We can summarize the cross-validation accuracy by calculating its mean.

Compute Average cross-validation score
print('Average cross-validation score: {:.4f}'.format(scores.mean()))
Average cross-validation score: 0.8439

Original model score is found to be 0.8523. The average cross-validation score is 0.8518. So, we can conclude that cross-validation does not result in performance improvement.

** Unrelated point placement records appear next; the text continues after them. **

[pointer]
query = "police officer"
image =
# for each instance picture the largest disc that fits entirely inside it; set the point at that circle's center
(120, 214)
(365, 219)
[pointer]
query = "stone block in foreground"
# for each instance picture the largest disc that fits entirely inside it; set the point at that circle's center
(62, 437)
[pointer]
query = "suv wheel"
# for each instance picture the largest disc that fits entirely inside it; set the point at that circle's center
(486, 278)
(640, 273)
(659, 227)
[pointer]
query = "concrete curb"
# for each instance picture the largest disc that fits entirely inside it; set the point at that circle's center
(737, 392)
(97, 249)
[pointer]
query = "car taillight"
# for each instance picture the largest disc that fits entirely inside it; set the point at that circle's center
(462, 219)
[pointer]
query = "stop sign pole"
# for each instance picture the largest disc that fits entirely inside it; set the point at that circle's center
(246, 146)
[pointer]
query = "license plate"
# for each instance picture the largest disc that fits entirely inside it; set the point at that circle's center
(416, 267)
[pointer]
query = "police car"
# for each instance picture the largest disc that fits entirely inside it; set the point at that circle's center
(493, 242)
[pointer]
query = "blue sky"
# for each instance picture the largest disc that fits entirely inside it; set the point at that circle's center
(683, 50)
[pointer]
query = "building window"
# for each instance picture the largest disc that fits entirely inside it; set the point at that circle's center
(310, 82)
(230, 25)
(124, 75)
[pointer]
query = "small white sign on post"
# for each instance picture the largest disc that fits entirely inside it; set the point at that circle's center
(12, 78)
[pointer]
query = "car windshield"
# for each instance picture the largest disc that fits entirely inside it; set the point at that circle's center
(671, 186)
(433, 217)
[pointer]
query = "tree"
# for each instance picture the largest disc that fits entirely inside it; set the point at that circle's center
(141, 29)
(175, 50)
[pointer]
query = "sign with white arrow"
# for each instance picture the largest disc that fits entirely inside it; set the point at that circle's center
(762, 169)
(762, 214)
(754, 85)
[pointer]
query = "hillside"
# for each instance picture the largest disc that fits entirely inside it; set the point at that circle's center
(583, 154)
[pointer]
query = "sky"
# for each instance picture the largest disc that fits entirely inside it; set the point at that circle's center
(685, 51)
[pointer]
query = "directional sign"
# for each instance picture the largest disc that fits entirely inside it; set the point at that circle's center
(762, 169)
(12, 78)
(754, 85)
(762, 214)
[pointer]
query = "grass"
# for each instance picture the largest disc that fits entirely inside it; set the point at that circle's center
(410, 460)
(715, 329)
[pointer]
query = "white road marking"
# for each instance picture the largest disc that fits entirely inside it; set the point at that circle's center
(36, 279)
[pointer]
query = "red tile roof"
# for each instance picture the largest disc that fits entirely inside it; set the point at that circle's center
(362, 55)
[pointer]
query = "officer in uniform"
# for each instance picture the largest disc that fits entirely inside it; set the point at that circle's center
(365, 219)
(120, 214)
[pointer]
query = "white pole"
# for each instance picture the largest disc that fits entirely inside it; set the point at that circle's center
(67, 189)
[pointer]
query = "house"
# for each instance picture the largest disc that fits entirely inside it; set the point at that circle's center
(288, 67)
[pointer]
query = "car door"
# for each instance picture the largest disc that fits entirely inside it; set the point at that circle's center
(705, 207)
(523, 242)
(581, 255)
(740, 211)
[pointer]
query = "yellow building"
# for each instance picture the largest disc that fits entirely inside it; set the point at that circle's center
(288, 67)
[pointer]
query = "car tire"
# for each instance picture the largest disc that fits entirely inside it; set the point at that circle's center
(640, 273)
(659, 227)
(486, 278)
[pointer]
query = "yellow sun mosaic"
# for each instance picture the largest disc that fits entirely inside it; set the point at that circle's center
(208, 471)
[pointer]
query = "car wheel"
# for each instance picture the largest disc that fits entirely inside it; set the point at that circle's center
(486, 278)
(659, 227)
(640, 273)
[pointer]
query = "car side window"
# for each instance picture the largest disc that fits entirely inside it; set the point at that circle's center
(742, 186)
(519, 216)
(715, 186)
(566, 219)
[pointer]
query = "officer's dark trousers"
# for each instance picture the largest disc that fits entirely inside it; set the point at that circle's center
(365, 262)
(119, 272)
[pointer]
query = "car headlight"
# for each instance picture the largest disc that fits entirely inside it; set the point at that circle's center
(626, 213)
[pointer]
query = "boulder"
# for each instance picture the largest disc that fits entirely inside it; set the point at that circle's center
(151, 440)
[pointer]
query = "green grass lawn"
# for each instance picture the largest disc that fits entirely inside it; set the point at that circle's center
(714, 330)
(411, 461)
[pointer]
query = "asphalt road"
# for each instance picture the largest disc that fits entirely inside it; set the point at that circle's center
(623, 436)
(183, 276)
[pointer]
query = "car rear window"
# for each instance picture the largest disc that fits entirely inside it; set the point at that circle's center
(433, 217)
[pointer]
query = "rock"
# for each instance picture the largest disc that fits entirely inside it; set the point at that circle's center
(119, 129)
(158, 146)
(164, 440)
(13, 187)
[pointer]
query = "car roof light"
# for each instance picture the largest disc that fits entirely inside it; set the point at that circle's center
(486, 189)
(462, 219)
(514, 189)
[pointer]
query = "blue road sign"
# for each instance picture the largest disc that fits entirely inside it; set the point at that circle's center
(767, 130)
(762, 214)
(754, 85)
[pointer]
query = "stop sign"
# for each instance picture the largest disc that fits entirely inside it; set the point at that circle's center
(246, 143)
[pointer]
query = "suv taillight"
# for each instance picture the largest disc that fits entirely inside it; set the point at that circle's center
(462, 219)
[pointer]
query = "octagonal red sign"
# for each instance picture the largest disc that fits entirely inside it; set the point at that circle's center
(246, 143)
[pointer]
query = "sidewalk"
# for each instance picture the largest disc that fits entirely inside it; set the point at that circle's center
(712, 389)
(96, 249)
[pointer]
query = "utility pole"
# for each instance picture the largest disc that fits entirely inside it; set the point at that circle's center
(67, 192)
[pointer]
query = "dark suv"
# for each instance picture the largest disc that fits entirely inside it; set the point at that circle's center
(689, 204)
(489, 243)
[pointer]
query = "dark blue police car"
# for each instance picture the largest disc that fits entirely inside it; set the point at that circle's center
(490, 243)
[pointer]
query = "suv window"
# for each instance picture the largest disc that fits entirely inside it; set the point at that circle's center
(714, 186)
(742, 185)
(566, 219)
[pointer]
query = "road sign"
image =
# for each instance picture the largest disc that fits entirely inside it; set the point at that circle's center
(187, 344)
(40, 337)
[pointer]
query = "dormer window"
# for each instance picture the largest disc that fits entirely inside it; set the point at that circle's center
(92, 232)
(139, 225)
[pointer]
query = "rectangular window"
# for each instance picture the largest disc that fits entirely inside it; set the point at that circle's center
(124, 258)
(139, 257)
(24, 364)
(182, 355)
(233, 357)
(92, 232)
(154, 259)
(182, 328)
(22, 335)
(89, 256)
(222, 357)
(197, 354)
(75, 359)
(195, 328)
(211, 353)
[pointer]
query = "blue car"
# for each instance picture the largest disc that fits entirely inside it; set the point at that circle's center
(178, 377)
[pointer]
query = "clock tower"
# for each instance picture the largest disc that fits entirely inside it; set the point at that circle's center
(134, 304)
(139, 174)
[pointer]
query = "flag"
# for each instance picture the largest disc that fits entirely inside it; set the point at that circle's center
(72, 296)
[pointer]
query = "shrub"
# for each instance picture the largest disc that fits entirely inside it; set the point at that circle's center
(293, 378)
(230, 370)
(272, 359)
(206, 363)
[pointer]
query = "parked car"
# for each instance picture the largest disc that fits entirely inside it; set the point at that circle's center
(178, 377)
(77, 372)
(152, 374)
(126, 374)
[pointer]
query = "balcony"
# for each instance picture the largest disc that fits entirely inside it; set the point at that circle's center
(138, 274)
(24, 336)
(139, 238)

Hyperparameter Optimization using GridSearch CV

from sklearn.model_selection import GridSearchCV
parameters = [{'penalty':['l1','l2']}, 
              {'C':[1, 10, 100, 1000]}]
grid_search = GridSearchCV(estimator = model,param_grid = parameters,scoring = 'accuracy',cv = 5,verbose=0)
grid_search.fit(X_train, y_train)
GridSearchCV(cv=5,
             estimator=LogisticRegression(random_state=0, solver='liblinear'),
             param_grid=[{'penalty': ['l1', 'l2']}, {'C': [1, 10, 100, 1000]}],
             scoring='accuracy')

Examine the best model

Best score achieved during the GridSearchCV

   print('GridSearch CV best score : {:.4f}\n\n'.format(grid_search.best_score_))
    GridSearch CV best score : 0.8520

Print parameters that give the best results

print('Parameters that give the best results :','\n\n', (grid_search.best_params_))
Parameters that give the best results : 

 {'C': 10}

Print estimator that was chosen by the GridSearch

print('\n\nEstimator that was chosen by the search :','\n\n', (grid_search.best_estimator_))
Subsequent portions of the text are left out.